The NAV (net asset value) of a mutual fund has been misunderstood by a large mass of the investing community.
This is surely known from the way that mutual funds are as of late gathering enormous corpus in their New Fund Offers, or NFOs, while then again the accumulations in the current plans were unimportant.
Truth be told, investors sold their current ventures and put resources into NFOs. This switch has neither rhyme nor reason, unless the new fund has something other than what’s expected and better to offer.
Definition of Net Asset Value
Net Asset Value, or NAV, is the sum total of the market value of all the shares held in the portfolio that includes cash, less the liabilities, divided by outstanding total number of units. Therefore, NAV of a mutual fund unit is the ‘book value.’

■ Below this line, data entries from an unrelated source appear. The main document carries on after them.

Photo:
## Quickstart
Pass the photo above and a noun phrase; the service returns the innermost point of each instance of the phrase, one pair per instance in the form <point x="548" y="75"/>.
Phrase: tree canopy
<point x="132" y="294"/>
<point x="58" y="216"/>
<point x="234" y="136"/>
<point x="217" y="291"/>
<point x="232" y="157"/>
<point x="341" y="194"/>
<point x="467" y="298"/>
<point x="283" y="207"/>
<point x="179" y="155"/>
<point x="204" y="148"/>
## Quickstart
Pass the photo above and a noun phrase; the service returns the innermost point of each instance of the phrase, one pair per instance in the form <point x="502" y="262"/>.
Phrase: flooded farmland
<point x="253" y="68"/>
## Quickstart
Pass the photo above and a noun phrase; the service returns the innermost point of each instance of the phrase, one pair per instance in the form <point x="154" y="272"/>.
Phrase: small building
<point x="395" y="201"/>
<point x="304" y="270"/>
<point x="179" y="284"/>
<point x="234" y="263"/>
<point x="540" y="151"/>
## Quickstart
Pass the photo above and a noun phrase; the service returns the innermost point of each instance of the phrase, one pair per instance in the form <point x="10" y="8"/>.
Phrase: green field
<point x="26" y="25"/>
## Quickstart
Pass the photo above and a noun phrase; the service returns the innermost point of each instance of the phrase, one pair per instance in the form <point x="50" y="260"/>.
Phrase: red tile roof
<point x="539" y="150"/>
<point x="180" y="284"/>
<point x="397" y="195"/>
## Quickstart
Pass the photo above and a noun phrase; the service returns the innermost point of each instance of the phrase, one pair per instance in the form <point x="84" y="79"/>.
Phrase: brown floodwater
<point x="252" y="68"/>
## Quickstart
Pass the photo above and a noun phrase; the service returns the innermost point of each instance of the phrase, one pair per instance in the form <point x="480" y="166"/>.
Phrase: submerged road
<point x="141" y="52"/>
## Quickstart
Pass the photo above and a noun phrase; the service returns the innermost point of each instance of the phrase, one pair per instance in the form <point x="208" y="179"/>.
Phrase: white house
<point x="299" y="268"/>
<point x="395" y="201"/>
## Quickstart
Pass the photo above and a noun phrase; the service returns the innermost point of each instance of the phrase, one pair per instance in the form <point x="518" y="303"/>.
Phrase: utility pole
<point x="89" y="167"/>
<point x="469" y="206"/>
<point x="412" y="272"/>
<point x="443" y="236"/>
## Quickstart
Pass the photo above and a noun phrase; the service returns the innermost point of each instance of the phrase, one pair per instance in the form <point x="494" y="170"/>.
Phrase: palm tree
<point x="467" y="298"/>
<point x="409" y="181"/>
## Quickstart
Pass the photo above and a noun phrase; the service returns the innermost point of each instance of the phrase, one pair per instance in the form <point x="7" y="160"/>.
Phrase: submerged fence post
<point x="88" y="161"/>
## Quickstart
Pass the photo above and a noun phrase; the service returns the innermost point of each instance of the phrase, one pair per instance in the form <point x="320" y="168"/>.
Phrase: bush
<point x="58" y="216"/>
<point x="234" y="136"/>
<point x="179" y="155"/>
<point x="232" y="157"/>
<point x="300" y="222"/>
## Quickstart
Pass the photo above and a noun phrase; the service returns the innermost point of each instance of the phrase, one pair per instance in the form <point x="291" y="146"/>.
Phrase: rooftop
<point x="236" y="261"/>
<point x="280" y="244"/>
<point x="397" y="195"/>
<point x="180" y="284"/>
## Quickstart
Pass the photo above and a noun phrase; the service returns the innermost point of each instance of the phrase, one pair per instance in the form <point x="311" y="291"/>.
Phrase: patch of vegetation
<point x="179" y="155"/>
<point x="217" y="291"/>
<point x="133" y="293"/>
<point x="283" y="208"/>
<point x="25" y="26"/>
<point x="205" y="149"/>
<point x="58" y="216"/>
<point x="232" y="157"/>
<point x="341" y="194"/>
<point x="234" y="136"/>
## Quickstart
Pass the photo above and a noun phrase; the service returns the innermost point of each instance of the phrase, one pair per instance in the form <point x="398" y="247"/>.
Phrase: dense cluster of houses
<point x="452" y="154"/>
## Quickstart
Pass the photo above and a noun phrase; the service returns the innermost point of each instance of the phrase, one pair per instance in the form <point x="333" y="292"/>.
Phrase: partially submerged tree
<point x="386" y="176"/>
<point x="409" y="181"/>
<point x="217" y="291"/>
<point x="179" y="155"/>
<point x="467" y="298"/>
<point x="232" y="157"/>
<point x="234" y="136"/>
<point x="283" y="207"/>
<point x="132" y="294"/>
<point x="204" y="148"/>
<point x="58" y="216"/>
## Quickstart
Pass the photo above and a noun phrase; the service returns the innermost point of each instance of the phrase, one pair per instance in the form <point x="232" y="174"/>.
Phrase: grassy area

NAV’s impact on the returns
Most people think that a Mutual Fund with lower Net Asset Value will give better returns. But this is again a wrong perception about Net Asset Value. The following example will make it clear that the returns are free of the NAV.
For instance say, a person has Rs. 10,000 to invest. And there are two options, but the funds are same for the portfolio. But suppose one Fund A has a NAV of Rs. 10 and another Fund V has a NAV of Rs. 50. You will get 1000 units of Fund A or 200 units of Fund B.
After a year, both funds would be equal as their portfolio is the same, by 25%. Then NAV after a year would be Rs. 12.50 for Fund A and Rs. 62.50 for Fund B. The value of the investment would be 1000×12.50 = Rs. 12,500 for Fund A and 200×62.5 = Rs. 12,500 for Fund B. Therefore the returns would be same irrespective of the NAV.
It is the quality of fund that makes a difference to the returns. In fact for equity shares as well this logic applies.